Nicole Gelinas

Nicole Gelinas

Opinion

Metro-North mess costing city big bucks

A train crash with serious injuries, followed by days of service outages, in May. Now, an electric meltdown slashing train service for weeks. The city’s Connecticut commuters aren’t having a good year. But rusty regional rails are also terrible for New York’s economy.

Last Wednesday, riders on Metro-North’s New Haven line got a jolt. The MTA announced after 6 a.m. that service into and out of Grand Central was suspended.

A Con Ed cable (more like a pipeline than a power cord) supplying electricity to run trains’ power lines had burned itself up.

Service could be out for weeks. In the meantime, the MTA is cobbling together slow diesel trains (which don’t rely on the wires) and bus shuttles.

But ridership is way down. On Friday, 10,900 poor souls showed up for the morning commute, versus the normal 31,600 for Friday this time of year. (Another 23,500 use the line off-peak.)

Connecticut Gov. Dannel Malloy told people to stay home. But staying home — or making do with a slow, crowded diesel train or, worse yet, driving in on clogged I-95 — has a cost.

The outage likely costs commuters about $5.3 million a day in lost time, estimates transportation economist Charles Komanoff. It also adds another 282,000 miles driven — and pollution and risk of crashes — each day in Connecticut. (Up to 6,000 daily riders on Amtrak’s Acela are out of luck, too.)

Not everyone can telecommute. Ed Gayer, who lives in Norwalk, has seen his morning commute go from an hour and 20 minutes to an hour and 45 minutes, and the afternoon trip double to 2½ hours. (Add the sky-high cost of parking in the city, too.)

But he can’t stay home: He works in real-estate development, so has to be on-site to make sure projects are going well.

Plus, he loses the work he could get done sitting on the train. (And the substitute trains and buses are so packed, it’s hard to do much there, either.)

He’s not alone. The Marino Organization, a PR firm, tweeted that “about one-fourth of our staff takes the Metro North New Haven line to work.”

The outage was “human error,” says Jim Cameron of the CT Metro-North Rail Commuter Council. Con Ed took its main power source offline last month for a major upgrade — and obviously didn’t ensure that the backup was 100 percent reliable.

People live in towns like Norwalk, Darien and Greenwich for the nice house, schools and trees — and the fast ride to the city thanks to rail service.

When Jim Cameron and his wife decided to move to the ’burbs, they drew a circle and picked a Darien place within a 60-minute ride. This outage “makes South Carolina look a lot more attractive,” he said.

Which is bad news for Connecticut and the city — because some of those who’d move away would take a lot of economic activity with them, whether it’s their jobs, whole companies or just their taxes and spending.

The metro area’s economy depends on keeping ever-aging infrastructure in good condition, including tracks and power.

“This is a black eye on the state,” Cameron notes — and a reminder that keeping a 100-year-old system running takes constant money and vigilance.
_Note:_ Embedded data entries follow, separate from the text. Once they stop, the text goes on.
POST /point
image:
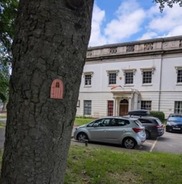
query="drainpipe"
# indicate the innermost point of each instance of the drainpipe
(160, 83)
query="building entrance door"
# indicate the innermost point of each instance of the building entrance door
(123, 110)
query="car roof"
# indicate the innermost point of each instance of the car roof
(143, 117)
(121, 117)
(175, 115)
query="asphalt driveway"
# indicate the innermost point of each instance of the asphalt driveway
(169, 143)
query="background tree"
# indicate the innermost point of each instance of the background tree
(4, 85)
(50, 43)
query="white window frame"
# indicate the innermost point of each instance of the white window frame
(179, 68)
(148, 104)
(152, 69)
(112, 72)
(87, 107)
(88, 82)
(125, 71)
(178, 107)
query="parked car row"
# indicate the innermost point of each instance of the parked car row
(128, 131)
(125, 131)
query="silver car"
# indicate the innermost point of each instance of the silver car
(127, 132)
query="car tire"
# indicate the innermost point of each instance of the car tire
(129, 143)
(82, 137)
(148, 136)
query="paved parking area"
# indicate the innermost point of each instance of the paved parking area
(169, 143)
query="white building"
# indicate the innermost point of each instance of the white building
(135, 75)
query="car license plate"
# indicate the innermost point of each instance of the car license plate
(175, 128)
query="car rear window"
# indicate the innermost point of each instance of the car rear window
(175, 119)
(138, 123)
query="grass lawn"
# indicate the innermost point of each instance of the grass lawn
(3, 115)
(82, 120)
(2, 125)
(89, 165)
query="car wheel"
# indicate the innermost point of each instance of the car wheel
(129, 143)
(82, 137)
(147, 134)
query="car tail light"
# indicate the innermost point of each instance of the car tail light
(159, 126)
(136, 130)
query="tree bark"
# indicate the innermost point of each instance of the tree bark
(50, 43)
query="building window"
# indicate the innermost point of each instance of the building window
(129, 77)
(130, 48)
(146, 105)
(178, 107)
(87, 107)
(112, 78)
(88, 80)
(110, 105)
(179, 76)
(147, 77)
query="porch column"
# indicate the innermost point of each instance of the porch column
(129, 104)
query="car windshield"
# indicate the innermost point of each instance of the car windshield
(137, 122)
(158, 121)
(175, 119)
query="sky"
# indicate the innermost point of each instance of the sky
(118, 21)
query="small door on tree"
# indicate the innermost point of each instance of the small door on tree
(57, 89)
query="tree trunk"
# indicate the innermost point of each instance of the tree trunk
(50, 43)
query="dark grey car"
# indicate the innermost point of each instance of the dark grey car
(153, 126)
(128, 132)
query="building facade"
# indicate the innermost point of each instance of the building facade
(144, 74)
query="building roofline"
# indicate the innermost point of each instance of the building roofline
(162, 39)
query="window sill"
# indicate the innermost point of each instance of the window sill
(147, 84)
(87, 86)
(128, 85)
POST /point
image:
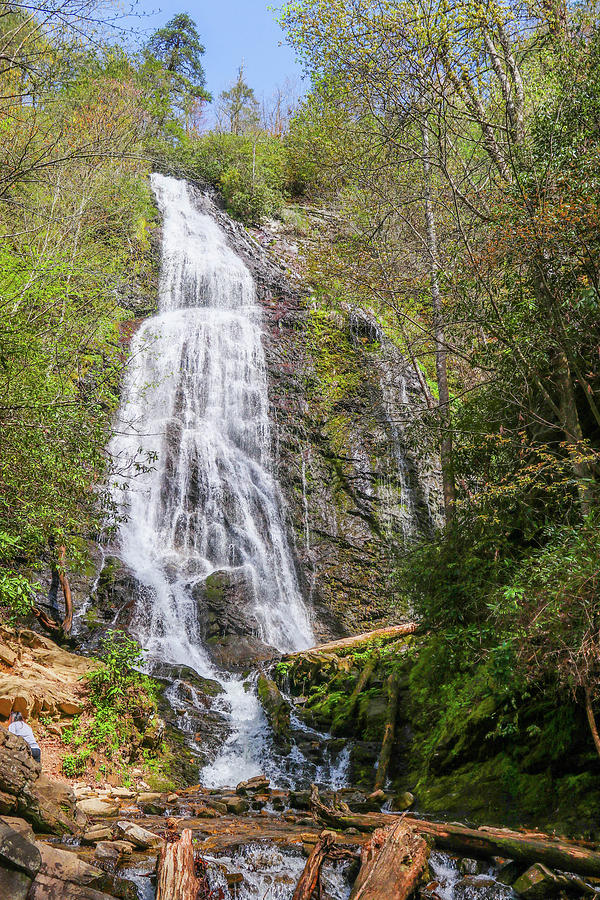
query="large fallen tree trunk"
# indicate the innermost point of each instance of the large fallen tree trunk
(392, 864)
(312, 870)
(385, 754)
(383, 635)
(487, 842)
(176, 870)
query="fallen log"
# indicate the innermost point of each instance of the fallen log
(384, 635)
(568, 856)
(392, 864)
(385, 754)
(312, 870)
(176, 877)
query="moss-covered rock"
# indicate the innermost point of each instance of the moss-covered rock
(276, 709)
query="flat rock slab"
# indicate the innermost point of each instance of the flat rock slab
(97, 807)
(138, 836)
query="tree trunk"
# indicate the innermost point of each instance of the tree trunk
(441, 355)
(571, 426)
(176, 873)
(487, 842)
(392, 864)
(67, 623)
(589, 710)
(310, 876)
(379, 634)
(385, 754)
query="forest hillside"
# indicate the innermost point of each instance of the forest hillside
(276, 372)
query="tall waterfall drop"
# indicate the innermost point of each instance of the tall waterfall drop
(196, 401)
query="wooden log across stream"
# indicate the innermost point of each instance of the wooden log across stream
(487, 842)
(383, 635)
(392, 864)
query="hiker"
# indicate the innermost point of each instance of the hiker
(22, 729)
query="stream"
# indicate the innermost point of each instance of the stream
(195, 407)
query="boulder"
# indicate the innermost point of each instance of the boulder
(236, 805)
(110, 852)
(402, 801)
(226, 602)
(239, 651)
(7, 656)
(97, 806)
(167, 673)
(259, 783)
(15, 885)
(17, 852)
(97, 833)
(539, 882)
(63, 876)
(24, 790)
(138, 836)
(19, 825)
(47, 680)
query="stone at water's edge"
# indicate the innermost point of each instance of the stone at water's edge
(276, 709)
(26, 791)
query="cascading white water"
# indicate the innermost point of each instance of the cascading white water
(196, 401)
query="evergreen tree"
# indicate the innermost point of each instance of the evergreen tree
(178, 50)
(238, 107)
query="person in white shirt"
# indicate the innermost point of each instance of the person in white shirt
(22, 729)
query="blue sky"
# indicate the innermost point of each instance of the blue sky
(232, 31)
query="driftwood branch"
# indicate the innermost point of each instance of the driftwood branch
(67, 622)
(392, 864)
(383, 635)
(47, 621)
(566, 855)
(312, 870)
(176, 877)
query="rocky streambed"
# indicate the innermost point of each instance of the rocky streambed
(251, 840)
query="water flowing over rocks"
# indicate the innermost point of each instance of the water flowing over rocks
(357, 482)
(25, 791)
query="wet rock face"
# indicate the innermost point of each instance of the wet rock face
(357, 486)
(226, 610)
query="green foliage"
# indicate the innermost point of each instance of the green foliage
(238, 106)
(121, 657)
(177, 51)
(16, 591)
(248, 170)
(122, 706)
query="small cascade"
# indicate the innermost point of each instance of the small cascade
(195, 404)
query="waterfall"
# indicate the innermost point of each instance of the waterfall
(195, 404)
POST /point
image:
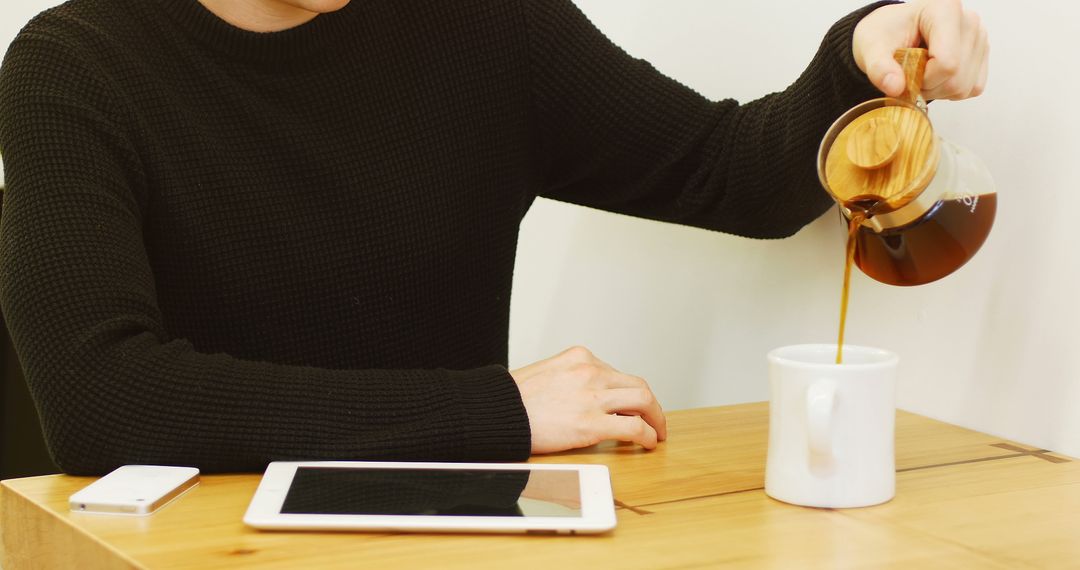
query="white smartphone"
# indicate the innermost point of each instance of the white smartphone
(134, 489)
(433, 498)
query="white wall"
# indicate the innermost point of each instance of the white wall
(993, 347)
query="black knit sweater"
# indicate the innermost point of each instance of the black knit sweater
(220, 247)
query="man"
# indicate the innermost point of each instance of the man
(244, 231)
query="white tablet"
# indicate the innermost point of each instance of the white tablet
(433, 497)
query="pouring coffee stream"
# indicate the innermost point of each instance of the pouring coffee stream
(918, 206)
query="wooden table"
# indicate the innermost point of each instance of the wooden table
(963, 500)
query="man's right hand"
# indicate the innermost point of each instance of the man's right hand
(575, 399)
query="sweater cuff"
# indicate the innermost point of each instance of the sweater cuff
(840, 40)
(495, 425)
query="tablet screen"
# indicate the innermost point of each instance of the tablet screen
(434, 491)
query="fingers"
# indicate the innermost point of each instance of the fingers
(575, 399)
(959, 49)
(956, 39)
(882, 69)
(629, 429)
(639, 403)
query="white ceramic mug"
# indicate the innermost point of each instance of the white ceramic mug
(831, 426)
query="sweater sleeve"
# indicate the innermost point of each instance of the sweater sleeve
(112, 385)
(617, 135)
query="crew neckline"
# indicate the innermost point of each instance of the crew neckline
(289, 44)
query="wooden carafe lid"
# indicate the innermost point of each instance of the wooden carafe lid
(889, 153)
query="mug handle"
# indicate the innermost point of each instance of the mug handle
(821, 401)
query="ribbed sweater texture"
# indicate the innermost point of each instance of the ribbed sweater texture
(221, 248)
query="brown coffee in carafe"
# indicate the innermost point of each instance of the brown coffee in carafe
(918, 207)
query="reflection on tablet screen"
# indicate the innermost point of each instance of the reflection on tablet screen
(434, 491)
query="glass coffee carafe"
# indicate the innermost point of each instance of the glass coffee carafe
(922, 205)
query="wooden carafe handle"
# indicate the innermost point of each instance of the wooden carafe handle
(914, 62)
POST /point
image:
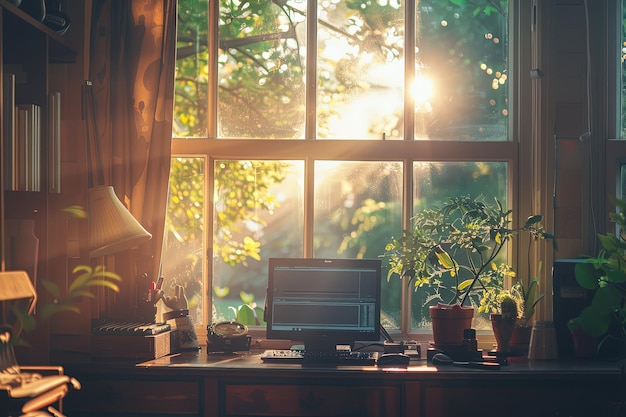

Indeed, Con Ed took the main line out of service because it had to upgrade a power station that’s now nearly four decades old. (The feds are still scrutinizing the May crash, which a broken rail may have caused.)

But investment decisions are the product of rivalries between states. Lobbyist Al D’Amato insisted on bringing the Long Island Rail Road to Grand Central at a cost, now, of $8.8 billion (and rising). Assembly Speaker Sheldon Silver insisted on building the giant $1.4 billion Fulton Center downtown after 9/11. No one thinks of the MTA as one system, though that was the whole point of creating it 45 years ago.

It’s a black eye for New York City, too. We depend on our oft-beleaguered Grand Central and Penn Station commuters. Bikeshare is great, but you can’t bicycle to Midtown from Greenwich like you can from Greenwich Village.

Nicole Gelinas is a contributing editor to the Manhattan Institute’s City Journal.